STD: what does that mean?

It stands for sexually transmitted disease. In other words, a disease someone can get from sexual activity. You might hear them referred to as “STIs” sometimes, which stands for sexually transmitted infection.

Sexually transmitted diseases are too real. According to the Center for Disease Control and Prevention, 1 in 4 teens in the United States will contract an STD this year. Half of all sexually active teens will contract an STD by the time they turn age 25. Wait, what?? Yeah, the stats don’t look good.

Symptoms that could be signs of an STD include:

  • Burning or itching in the underwear zone
  • Pain while peeing
  • Blisters or sores in the underwear zone
  • A yellow/green pus from the genital area

But lots of people living with these infections have no idea because these symptoms may not show up for several months, or even years. Someone with an STD could keep passing it on to other people if they continue to be sexually active. All the while, their own bodies continue to take damage that may or may not be seen on the outside.

Can STDs be cured?

Some STDs can be treated, while some can never be cured. Some STDs cause discomfort, like blisters or pain while peeing. Others lead to death. STDs can even be passed on to a baby if a woman has one during pregnancy. Most babies who get an STD will die or have severe developmental issues.

Because someone may not be able to tell by their symptoms that they have an STD, it is important to get tested early at a doctor or health clinic to ensure that they are infection-free.
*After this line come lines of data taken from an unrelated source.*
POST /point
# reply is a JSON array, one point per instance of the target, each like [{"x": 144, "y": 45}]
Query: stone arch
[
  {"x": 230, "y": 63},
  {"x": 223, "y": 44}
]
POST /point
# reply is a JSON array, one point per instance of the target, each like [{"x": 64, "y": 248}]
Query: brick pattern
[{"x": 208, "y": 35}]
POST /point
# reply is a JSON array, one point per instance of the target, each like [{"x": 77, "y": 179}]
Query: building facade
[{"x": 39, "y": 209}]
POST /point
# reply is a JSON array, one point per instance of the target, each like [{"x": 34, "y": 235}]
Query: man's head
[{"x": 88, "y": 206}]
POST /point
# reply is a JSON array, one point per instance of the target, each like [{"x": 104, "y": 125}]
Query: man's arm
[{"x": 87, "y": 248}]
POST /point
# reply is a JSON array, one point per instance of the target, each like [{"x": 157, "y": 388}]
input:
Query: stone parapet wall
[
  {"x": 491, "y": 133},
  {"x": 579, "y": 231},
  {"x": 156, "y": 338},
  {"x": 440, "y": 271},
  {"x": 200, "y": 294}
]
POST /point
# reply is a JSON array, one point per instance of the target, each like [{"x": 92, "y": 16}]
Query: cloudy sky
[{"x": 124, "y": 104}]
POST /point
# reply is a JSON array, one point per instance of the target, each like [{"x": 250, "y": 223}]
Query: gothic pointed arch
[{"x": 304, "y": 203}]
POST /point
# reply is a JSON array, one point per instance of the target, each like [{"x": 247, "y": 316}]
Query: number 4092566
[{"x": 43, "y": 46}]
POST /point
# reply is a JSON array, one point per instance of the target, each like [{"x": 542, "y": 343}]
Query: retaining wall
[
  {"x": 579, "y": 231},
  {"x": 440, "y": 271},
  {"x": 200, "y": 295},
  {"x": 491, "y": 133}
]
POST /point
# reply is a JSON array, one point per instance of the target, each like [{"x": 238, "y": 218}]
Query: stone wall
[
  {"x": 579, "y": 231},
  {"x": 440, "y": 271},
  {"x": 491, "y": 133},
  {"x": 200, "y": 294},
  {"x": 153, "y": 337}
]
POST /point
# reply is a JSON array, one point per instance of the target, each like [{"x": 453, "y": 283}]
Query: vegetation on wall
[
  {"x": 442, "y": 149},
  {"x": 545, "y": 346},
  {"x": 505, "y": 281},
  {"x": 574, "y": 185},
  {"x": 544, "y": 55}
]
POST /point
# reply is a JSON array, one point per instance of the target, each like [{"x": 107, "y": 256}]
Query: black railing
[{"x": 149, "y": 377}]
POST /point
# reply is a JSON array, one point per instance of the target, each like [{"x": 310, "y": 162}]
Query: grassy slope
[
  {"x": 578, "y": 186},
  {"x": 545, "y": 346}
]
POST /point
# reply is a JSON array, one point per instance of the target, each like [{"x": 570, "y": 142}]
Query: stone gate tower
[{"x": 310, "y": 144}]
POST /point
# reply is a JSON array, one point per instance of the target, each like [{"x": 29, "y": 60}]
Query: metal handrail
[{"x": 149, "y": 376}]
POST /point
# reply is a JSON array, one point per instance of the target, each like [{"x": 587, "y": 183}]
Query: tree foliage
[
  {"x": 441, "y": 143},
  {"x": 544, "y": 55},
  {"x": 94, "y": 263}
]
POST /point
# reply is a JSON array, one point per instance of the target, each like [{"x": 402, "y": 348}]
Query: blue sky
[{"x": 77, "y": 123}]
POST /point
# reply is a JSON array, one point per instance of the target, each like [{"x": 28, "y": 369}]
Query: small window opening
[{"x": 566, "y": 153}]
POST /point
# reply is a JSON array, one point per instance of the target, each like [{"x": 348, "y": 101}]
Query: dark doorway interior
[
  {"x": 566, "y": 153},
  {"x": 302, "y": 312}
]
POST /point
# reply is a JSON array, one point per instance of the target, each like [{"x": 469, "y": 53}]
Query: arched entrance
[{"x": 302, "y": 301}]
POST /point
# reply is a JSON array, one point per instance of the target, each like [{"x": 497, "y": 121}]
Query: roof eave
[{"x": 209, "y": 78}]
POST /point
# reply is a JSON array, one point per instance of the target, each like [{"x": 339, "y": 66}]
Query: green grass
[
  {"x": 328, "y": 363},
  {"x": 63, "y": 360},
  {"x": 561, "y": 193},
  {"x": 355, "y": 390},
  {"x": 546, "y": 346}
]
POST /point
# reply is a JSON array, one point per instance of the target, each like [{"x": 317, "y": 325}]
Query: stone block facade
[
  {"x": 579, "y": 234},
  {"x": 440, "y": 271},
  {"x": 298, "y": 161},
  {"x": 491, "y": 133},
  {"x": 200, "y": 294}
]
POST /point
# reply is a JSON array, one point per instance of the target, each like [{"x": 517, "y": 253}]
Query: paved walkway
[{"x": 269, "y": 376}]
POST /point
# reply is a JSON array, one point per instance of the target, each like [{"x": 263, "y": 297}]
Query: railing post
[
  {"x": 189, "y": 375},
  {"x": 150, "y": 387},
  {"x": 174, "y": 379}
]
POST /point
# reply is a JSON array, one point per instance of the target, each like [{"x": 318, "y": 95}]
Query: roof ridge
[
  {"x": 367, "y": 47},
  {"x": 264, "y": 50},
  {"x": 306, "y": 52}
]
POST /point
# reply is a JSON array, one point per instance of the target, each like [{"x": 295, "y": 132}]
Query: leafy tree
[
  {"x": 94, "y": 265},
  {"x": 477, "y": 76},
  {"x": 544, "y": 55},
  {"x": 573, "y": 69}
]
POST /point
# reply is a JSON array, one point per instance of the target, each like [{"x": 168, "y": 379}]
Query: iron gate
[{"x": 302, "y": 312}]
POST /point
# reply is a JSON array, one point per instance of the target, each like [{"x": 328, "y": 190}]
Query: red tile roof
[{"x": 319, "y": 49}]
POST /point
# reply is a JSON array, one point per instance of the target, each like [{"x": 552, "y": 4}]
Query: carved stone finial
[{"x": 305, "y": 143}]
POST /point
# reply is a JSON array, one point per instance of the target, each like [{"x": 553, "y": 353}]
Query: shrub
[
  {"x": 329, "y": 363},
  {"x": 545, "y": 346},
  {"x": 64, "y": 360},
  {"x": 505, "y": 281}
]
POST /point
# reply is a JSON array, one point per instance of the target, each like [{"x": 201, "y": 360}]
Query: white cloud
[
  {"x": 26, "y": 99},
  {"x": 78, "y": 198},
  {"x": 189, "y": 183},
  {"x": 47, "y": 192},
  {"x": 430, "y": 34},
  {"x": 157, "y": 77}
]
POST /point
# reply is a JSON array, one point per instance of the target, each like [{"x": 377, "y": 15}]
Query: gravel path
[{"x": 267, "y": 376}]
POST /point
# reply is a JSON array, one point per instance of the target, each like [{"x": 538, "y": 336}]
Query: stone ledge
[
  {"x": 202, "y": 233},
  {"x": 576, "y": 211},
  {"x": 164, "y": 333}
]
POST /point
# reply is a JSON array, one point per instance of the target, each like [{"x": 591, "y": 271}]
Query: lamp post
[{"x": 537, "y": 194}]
Any sexually active person should be tested for STDs if they are not in a committed, lifelong relationship with someone who also knows for sure that they’ve never had an STD.

We all need to ask ourselves: is it worth the risk?

Is temporary pleasure worth lifelong physical and emotional pain for ourselves and for the people we love?

The best way to take care of our own sexual health is to not have sex outside of a lifelong, committed marriage. Anyone choosing to be sexually active before marriage should consider the risks and discuss past history with their partner. Condoms reduce the risk of contracting an STD by about 85%. This of course is better than using no protection, but still leaves a 15% chance of passing on one of these life-altering diseases. Testing early and often and following doctor’s orders exactly can help prevent damage.

We say all the time in Pure Freedom  that it’s never too late to make changes. We might not be able to undo the consequences of our past decisions, but we can always decide to live a healthier lifestyle. If you’re concerned that you might have an STD, contact your doctor or local health department to get tested. And make new choices! You don’t have to keep making the same unhealthy decisions. Every day, we have a new opportunity to either respect ourselves and others or hurt ourselves and others. What choice will you make today?